Tijdens de voorlaatste ijstijd, rond 150.000 jaar geleden, hadden ijsvlakten en gletsjers het noordelijke deel van ons land vrijwel geheel bedekt. Toen het klimaat weer warmer werd en het ijs zich terugtrok, bleven ‘zwerfkeien’ achter, die ooit door het ijs naar het zuiden waren geduwd en in grootte varieerden van kiezelstenen tot blokken steen van wel 25.000 kilo. Van die keien maakten de hunebedbouwers gebruik. Ze zochten grote stenen op, waarvan één kant min of meer plat was of met hun vuistbijltjes plat gehakt kon worden. Om ze naar hun dorp te brengen legden zij ze vermoedelijk op rollers (dunne boomstammen die naast elkaar gelegd konden worden en waarover zo’n steen geduwd kon worden). Of misschien deden ze het alleen in de winter, als de sneeuw het mogelijk maakte om ze op glijders te vervoeren. Hadden ze al ossen om bij dat werk te helpen? Of moesten de grote keien door tientallen mannen aan leren riemen of ruwe touwen worden voortgesleept? Hoe dan ook, eenmaal op hun plaats, werden de keien tegen een aarden dam gezet, zodat een grote rechthoek, in lengte variërend van 6 tot 25 meter lengte, werd gevormd. De stenen stonden dan met de vlakke kant naar binnen gericht. Als de stenen muren klaar waren groef men de aarden dam weg en gebruikte men het zand om de stenen onder te graven in een heuvel. De grootste stenen, die het dak moesten vormen, werden dan tegen de heuvel opgetrokken en op hun plaats gelegd. Daarna werd al het zand binnen de muren verwijderd zodat de dakstenen op de muurstenen kwamen te liggen. Het complete monument werd onder een heuvel bedekt, met een toegangstunneltje dat halverwege een van de lange zijden in de grafkelder uitmondde.

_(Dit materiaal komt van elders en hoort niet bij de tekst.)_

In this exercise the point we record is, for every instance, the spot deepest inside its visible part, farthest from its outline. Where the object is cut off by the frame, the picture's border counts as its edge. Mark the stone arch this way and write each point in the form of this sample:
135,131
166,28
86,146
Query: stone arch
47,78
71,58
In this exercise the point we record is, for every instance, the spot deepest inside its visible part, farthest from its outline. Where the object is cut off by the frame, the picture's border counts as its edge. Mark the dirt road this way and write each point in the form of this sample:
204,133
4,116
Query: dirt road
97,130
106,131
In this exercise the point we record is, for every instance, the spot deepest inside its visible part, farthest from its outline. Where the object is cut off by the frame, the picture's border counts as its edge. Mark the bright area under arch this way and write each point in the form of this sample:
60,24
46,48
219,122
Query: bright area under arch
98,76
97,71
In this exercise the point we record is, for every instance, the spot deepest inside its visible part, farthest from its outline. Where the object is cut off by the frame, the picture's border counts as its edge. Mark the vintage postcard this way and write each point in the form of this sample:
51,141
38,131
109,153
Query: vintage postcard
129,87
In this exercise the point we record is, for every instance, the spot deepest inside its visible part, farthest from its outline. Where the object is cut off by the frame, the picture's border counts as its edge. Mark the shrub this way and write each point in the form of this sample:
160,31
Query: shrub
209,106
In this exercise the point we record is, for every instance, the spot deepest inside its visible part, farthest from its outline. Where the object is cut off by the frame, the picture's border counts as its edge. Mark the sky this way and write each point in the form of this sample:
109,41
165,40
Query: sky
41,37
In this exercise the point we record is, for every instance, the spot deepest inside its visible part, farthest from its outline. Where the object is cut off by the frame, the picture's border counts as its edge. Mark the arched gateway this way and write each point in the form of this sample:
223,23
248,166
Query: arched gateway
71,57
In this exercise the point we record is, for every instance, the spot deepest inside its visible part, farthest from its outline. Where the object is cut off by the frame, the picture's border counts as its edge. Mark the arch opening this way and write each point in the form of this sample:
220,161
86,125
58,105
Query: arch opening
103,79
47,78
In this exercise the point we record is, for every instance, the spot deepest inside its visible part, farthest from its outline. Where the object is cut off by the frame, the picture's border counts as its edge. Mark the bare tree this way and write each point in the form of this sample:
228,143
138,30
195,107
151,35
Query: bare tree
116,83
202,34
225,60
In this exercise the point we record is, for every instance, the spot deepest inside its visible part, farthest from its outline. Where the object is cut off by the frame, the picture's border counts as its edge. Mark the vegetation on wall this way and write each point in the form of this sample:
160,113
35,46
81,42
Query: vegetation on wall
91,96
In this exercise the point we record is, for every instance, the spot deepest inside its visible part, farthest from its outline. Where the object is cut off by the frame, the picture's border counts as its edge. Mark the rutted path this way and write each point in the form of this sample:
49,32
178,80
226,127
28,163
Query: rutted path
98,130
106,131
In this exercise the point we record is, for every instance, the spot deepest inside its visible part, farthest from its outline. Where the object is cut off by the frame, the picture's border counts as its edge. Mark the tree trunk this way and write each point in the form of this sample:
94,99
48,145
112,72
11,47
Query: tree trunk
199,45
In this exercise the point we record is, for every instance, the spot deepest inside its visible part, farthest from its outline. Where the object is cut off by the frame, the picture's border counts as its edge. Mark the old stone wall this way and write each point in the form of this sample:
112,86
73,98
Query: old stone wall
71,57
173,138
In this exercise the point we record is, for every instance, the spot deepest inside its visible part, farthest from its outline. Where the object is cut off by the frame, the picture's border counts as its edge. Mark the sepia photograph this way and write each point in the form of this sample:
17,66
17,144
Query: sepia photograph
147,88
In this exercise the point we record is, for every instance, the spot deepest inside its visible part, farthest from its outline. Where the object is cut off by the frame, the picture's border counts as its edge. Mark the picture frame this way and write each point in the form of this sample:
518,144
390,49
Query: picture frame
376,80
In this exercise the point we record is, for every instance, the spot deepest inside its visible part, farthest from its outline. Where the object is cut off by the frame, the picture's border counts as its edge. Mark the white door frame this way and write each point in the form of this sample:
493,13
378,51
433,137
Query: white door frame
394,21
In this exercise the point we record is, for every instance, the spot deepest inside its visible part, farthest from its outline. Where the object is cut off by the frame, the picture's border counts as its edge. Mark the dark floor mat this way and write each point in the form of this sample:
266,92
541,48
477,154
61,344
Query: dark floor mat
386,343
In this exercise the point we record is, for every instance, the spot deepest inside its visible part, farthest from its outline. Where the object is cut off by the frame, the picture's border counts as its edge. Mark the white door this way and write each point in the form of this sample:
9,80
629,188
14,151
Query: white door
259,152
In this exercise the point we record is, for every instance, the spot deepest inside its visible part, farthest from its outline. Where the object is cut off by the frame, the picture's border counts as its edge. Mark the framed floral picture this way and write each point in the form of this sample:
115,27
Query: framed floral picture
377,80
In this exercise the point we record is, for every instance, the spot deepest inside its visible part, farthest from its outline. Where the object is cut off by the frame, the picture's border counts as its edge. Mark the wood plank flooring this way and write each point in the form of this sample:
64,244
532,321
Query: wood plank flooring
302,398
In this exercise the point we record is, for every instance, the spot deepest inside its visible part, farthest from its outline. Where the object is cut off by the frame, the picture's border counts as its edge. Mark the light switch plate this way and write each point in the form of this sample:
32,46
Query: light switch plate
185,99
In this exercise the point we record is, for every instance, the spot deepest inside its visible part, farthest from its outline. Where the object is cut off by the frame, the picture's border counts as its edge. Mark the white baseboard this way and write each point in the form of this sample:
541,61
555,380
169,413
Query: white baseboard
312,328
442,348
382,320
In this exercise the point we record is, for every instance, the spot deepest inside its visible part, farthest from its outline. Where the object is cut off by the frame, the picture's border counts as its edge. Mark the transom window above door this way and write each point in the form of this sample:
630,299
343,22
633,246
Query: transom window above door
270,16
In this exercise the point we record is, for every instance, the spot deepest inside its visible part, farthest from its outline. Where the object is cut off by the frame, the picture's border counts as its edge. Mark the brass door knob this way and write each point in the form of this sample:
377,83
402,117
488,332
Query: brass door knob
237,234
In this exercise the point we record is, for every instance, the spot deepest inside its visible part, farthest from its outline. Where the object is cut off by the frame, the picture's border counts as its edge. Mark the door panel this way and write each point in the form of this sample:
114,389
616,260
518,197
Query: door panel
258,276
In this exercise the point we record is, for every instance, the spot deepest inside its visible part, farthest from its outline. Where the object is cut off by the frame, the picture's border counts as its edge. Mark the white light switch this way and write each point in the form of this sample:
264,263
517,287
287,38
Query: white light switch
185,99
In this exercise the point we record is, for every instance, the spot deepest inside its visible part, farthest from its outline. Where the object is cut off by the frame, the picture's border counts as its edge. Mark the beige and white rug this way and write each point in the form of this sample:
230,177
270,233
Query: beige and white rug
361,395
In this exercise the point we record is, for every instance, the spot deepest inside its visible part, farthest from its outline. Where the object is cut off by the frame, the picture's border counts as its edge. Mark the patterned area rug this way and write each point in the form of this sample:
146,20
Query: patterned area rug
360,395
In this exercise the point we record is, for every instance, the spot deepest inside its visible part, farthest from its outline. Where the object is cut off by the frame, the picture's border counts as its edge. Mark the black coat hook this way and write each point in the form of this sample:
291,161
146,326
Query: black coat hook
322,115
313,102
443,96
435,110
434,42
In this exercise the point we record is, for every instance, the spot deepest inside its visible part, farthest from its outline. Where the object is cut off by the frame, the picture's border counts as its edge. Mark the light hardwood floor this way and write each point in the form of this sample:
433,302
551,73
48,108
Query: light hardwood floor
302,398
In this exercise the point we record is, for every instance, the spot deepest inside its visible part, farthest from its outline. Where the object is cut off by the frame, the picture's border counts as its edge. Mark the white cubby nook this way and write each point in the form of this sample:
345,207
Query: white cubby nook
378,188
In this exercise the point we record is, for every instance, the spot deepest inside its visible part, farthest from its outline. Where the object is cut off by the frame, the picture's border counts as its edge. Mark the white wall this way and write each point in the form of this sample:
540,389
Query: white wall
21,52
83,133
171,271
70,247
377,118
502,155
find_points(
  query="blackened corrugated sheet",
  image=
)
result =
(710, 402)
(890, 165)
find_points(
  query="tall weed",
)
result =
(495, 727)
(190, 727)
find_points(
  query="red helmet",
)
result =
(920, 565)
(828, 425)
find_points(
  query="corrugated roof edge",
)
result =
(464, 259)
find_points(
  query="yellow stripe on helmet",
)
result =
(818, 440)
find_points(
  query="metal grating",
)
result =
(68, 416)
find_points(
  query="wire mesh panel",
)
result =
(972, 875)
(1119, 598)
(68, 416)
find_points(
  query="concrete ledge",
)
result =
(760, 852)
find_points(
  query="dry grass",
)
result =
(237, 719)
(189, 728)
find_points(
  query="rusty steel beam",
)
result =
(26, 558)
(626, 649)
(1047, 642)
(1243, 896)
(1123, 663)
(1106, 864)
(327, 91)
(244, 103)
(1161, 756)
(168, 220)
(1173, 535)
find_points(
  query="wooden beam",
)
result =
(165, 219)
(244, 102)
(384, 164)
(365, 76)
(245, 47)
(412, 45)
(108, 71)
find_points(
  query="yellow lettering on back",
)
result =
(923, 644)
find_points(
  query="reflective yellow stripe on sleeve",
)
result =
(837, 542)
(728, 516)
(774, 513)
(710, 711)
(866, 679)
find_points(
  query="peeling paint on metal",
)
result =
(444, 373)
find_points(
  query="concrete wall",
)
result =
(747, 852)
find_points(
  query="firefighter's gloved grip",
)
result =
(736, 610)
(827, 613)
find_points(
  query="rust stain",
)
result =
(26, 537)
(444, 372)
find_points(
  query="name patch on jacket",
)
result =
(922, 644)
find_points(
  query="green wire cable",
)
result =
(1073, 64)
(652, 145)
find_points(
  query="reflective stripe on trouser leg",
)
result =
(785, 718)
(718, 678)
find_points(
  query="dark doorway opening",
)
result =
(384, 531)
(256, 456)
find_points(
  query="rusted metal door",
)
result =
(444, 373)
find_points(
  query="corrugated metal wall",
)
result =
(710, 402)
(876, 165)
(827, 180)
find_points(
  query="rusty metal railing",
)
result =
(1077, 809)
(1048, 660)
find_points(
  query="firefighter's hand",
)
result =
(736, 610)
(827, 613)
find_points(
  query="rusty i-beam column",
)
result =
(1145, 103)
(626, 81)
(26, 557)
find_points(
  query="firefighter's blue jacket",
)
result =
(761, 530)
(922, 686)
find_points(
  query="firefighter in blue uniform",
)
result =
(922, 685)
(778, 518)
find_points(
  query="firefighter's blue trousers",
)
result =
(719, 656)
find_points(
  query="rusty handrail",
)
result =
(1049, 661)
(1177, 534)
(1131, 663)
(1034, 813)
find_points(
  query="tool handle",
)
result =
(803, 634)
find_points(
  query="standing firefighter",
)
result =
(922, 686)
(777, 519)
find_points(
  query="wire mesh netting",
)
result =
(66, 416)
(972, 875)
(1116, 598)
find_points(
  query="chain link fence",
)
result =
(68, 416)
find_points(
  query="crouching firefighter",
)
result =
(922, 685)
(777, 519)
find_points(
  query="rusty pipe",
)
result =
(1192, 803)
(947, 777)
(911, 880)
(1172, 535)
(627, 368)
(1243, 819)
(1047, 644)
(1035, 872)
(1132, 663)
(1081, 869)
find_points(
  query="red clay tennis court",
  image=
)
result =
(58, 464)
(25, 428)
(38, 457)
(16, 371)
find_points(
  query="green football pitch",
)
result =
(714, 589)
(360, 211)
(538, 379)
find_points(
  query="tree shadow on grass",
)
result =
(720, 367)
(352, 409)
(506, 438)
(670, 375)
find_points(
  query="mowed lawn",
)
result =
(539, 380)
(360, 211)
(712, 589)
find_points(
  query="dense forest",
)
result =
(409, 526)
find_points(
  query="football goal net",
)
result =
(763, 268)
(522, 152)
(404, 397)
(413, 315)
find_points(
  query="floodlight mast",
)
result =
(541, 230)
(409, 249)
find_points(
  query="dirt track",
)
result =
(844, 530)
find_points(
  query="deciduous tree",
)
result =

Het bouwen van een hunebed moet een werk geweest zijn waarover een dorpsgemeenschap enkele winters deed. Ze waren wel primitief in onze ogen, maar een gemeenschap die zich zoveel moeite getroost voor hun overleden dorpsgenoten kan men toch beslist al wel ‘beschaafd’ noemen.



Naar de vorm van het aardewerk dat de Hunebedbouwers als grafgeschenken aan hun doden meegaven, wordt gesproken van een trechterbekercultuur.